^inductive programming^

Classification- (Decision-) Trees

Problem: Given a data-set from a data-space, 'Ip × Op', with input-space, 'Ip', and output-space, 'Op', learn a classification-tree function-model to model Op conditional upon Ip.

E.g. from Ip = <Appetite, Fever, Stomach_pain> conditionally model Op = Has_appendicitis.


Partitioning on input attributes (input space)

Discrete attribute:
k-way split where k is the `arity' of the attribute.
Ordered attribute:
Try median, left-quartile, right-quartile, octiles, ... .
NB. depends on current (part of) the data set.
Continuous attribute:
As for ordered attribute.
Interleave the splitting options of all component attributes.

Classification Trees:

data CTreeType inSpace opSpace =

  CTleaf (ModelType opSpace)   |

  CTfork MessageLength
         (Splitter inSpace)
         [CTreeType inSpace opSpace]

  | ...

  -- can also consider other non-traditional options

A `Splitter' is used to partition the input space.

instance SuperModel (CTreeType inSpace opSpace) where

 -- NB. For simplicity only, this costs the
 -- structure at 1-bit per node.  This is
 -- only optimal for binary trees.

 msg1 (CTleaf leafModel)
   = log2 + msg1 leafModel

 msg1 (CTfork fnLen f dts)
   = log2 + fnLen + (foldl (+) 0 (map msg1 dts))

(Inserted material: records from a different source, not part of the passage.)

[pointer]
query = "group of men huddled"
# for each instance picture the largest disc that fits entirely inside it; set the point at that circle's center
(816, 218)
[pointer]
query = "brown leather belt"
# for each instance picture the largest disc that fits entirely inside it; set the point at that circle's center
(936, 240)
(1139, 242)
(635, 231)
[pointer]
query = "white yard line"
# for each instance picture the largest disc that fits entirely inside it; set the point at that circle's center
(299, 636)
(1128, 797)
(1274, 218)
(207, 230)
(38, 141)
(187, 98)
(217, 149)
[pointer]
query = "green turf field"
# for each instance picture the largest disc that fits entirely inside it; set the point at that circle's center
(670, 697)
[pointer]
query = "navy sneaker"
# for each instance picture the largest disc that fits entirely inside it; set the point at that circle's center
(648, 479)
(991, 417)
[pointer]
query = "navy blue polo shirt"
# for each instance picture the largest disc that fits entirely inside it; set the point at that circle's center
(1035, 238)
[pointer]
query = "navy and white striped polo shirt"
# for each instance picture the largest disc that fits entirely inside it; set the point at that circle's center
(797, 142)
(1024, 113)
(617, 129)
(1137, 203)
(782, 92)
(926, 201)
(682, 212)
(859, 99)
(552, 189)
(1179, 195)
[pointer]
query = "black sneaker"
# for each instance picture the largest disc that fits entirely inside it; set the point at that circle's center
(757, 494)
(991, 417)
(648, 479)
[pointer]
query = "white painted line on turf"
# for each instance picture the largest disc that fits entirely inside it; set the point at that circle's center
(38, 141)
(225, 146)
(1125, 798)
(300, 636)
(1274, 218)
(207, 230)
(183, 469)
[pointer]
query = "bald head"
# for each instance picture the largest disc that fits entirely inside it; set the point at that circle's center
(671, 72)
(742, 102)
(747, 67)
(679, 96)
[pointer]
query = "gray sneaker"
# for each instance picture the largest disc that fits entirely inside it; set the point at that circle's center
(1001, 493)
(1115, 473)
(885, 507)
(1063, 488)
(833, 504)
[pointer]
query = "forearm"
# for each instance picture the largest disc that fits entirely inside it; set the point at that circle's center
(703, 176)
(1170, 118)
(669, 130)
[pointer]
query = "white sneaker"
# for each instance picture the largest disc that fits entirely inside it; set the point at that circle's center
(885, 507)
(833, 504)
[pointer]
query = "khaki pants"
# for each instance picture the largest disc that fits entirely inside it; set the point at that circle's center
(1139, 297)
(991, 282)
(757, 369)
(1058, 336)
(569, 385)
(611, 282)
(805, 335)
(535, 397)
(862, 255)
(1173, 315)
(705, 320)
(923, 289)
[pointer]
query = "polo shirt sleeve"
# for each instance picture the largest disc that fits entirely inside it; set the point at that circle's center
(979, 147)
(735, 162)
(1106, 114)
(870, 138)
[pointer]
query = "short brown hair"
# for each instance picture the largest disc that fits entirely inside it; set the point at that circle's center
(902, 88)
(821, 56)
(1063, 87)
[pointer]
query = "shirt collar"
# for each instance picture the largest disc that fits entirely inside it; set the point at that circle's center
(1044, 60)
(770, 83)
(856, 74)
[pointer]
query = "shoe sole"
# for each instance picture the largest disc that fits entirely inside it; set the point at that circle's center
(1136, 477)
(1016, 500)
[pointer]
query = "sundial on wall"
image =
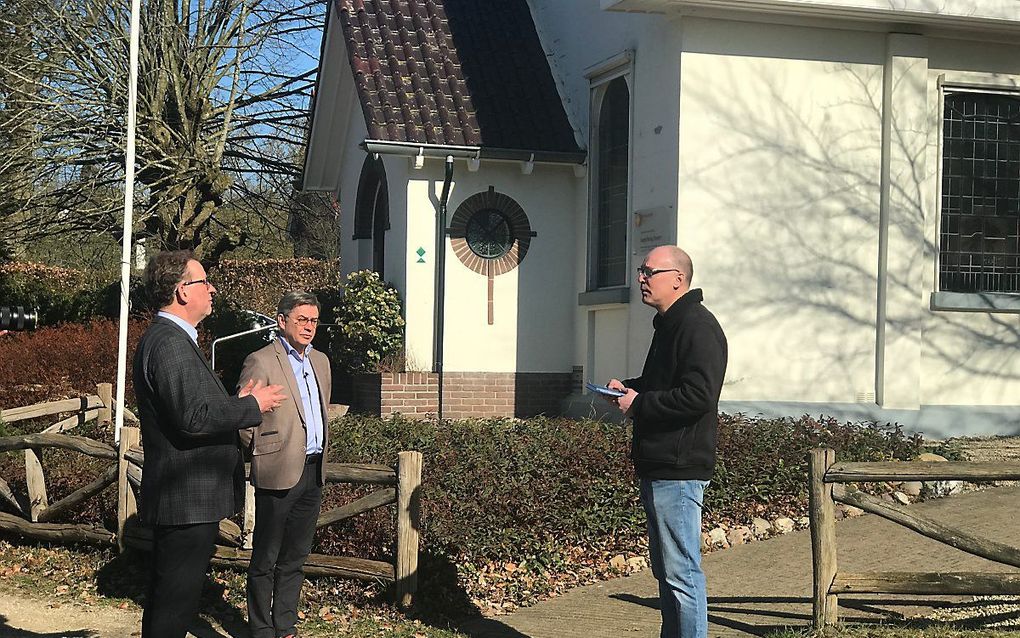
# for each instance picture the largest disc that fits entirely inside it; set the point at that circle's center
(490, 234)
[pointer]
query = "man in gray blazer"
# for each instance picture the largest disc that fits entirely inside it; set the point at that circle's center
(288, 465)
(193, 475)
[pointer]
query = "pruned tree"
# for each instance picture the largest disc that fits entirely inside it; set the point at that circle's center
(223, 89)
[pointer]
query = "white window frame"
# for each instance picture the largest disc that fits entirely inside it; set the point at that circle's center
(966, 301)
(599, 77)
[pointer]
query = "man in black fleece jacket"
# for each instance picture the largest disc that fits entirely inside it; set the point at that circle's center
(674, 405)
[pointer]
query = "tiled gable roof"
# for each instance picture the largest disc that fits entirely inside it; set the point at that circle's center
(456, 72)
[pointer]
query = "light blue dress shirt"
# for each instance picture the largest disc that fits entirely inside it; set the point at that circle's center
(188, 328)
(310, 401)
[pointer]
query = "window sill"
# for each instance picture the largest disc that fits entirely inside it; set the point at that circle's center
(975, 301)
(604, 296)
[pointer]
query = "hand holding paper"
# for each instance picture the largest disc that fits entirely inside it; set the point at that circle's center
(604, 391)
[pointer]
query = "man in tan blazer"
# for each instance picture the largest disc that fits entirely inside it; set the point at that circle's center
(288, 465)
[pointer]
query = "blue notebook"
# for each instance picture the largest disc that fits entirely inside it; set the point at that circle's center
(604, 390)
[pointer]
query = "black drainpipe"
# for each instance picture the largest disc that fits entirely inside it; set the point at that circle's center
(441, 233)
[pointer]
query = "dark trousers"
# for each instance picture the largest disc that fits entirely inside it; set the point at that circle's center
(180, 559)
(285, 527)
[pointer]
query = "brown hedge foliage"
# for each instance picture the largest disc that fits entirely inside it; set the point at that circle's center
(62, 361)
(53, 277)
(257, 285)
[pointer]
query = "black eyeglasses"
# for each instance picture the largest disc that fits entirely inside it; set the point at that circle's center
(647, 273)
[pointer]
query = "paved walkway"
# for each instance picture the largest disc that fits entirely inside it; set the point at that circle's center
(763, 586)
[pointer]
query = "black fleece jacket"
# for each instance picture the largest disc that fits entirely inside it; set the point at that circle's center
(676, 410)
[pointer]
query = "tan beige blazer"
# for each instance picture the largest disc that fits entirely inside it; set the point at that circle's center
(277, 446)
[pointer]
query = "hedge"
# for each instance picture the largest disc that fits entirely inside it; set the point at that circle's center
(515, 509)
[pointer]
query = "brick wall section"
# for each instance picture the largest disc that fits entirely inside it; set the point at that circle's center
(465, 395)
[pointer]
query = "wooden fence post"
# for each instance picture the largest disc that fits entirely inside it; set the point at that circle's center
(105, 392)
(126, 506)
(248, 527)
(408, 525)
(822, 509)
(35, 481)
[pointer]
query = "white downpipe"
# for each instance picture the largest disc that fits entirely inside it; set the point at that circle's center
(136, 10)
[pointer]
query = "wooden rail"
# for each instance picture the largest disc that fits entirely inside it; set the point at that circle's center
(36, 519)
(824, 477)
(36, 508)
(401, 485)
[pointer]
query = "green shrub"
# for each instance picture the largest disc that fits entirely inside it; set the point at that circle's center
(370, 326)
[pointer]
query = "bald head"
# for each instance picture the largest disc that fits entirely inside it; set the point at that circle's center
(665, 277)
(675, 257)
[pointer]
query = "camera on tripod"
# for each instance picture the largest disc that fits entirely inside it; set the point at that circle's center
(16, 317)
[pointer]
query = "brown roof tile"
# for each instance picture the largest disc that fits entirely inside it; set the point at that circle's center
(461, 72)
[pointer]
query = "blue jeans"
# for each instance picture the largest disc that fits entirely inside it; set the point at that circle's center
(673, 509)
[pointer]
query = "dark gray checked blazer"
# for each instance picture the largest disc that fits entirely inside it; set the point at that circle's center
(193, 470)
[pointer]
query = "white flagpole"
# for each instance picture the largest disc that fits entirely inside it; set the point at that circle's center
(136, 11)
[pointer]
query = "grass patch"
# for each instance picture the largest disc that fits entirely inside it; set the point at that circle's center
(103, 579)
(886, 631)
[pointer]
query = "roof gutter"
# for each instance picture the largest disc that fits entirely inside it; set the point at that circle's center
(441, 151)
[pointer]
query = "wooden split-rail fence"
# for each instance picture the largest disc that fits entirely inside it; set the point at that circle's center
(37, 519)
(826, 478)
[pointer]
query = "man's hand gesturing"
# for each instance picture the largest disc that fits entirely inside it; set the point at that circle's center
(268, 397)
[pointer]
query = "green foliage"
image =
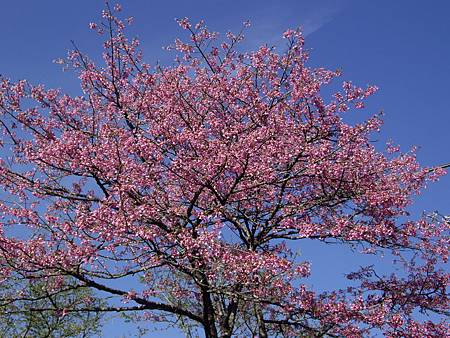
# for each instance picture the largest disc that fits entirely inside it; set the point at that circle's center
(41, 313)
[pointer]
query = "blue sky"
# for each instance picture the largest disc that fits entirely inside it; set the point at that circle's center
(400, 46)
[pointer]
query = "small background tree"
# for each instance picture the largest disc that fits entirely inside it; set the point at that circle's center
(196, 178)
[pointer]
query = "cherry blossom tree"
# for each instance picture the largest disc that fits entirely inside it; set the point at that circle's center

Message length of a tree is that of the node plus those of the sub-trees, if any.

Make a Classification Tree an instance of a FunctionModel:

instance FunctionModel CTreeType where

  condModel (CTleaf leafModel) i = leafModel

  condModel (CTfork fnLen f dts) i
    = condModel (dts !! (applySplitter f i)) i

estCTree : Estimate a Classification Tree

It is convenient to have an inner, local ``search'' function:

estCTree  estLeafMdl splits  ipSet opSet =

  search ipSet opSet =
       . . .

Simplest possible tree is a single leaf node:

leaf    = CTleaf leafMdl

leafMdl = estLeafMdl opSet

leafMsg = msg (functionModel2model leaf)
              (zip ipSet opSet)

simple recursive search for the best (1- or) 2-level tree;

base case:

alternatives  []
 bestML bestCTree bestIpParts bestOpParts
 = (bestCTree, bestIpParts, bestOpParts)  -- done


...general case:

alternatives (sp:sps)
 bestML bestCTree bestIpParts bestOpParts =
  -- NB. the `1' below is acceptable but not optimal
  theTree  = CTfork (log (fromIntegral (length splts)))
                    sp leaves
  leaves   = map CTleaf leafMdls     -- one leaf ...
  leafMdls = map estLeafMdl opParts  -- ... per part
  partNums = map (applySplitter sp) ipSet
  ipParts  = partition (aritySplitter sp) partNums ipSet
  opParts  = partition (aritySplitter sp) partNums opSet
  msgLen   = msg (functionModel2model theTree)
                 (zip ipSet opSet)
  if msgLen < bestML
  then alternatives sps msgLen theTree ipParts opParts
  else alternatives sps bestML bestCTree bestIpParts bestOpParts

let the search begin:

  splts = splits ipSet     -- partitions of input space

  case  alternatives splts leafMsg leaf [ipSet] [opSet]  of

   -- subtrees?  search continues...
   ((CTfork msgLen pf leaves), ipParts, opParts) ->
     CTfork msgLen pf (zipWith search ipParts opParts);

   -- the single leaf wins?  Search is over!
   (t, _, _) -> t

in search ipSet opSet

-- That's all --


Can estimate (fit, infer, learn) a classification-tree given (i) ways of partitioning the data on input attributes and (ii) an estimator for leaf models.
NB. Any kind of leaf model can be used -- discrete, continuous, or multivariate;   even...
...FunctionModel- (Regression-) Trees
Use a conversion function estFunctionModel2estModel:
estFunctionModel2estModel estFn ipOpPairs =
  functionModel2model (uncurry estFn (unzip ipOpPairs))

ft = estCTree (estFunctionModel2estModel estFnMdl)
        splits trainingIp trainingOp

See: L. Allison. Models for Machine Learning and Data Mining in Functional Programming, J. Functional Programming (JFP), 15(1), pp.15-32, January 2005, and also [II(click)].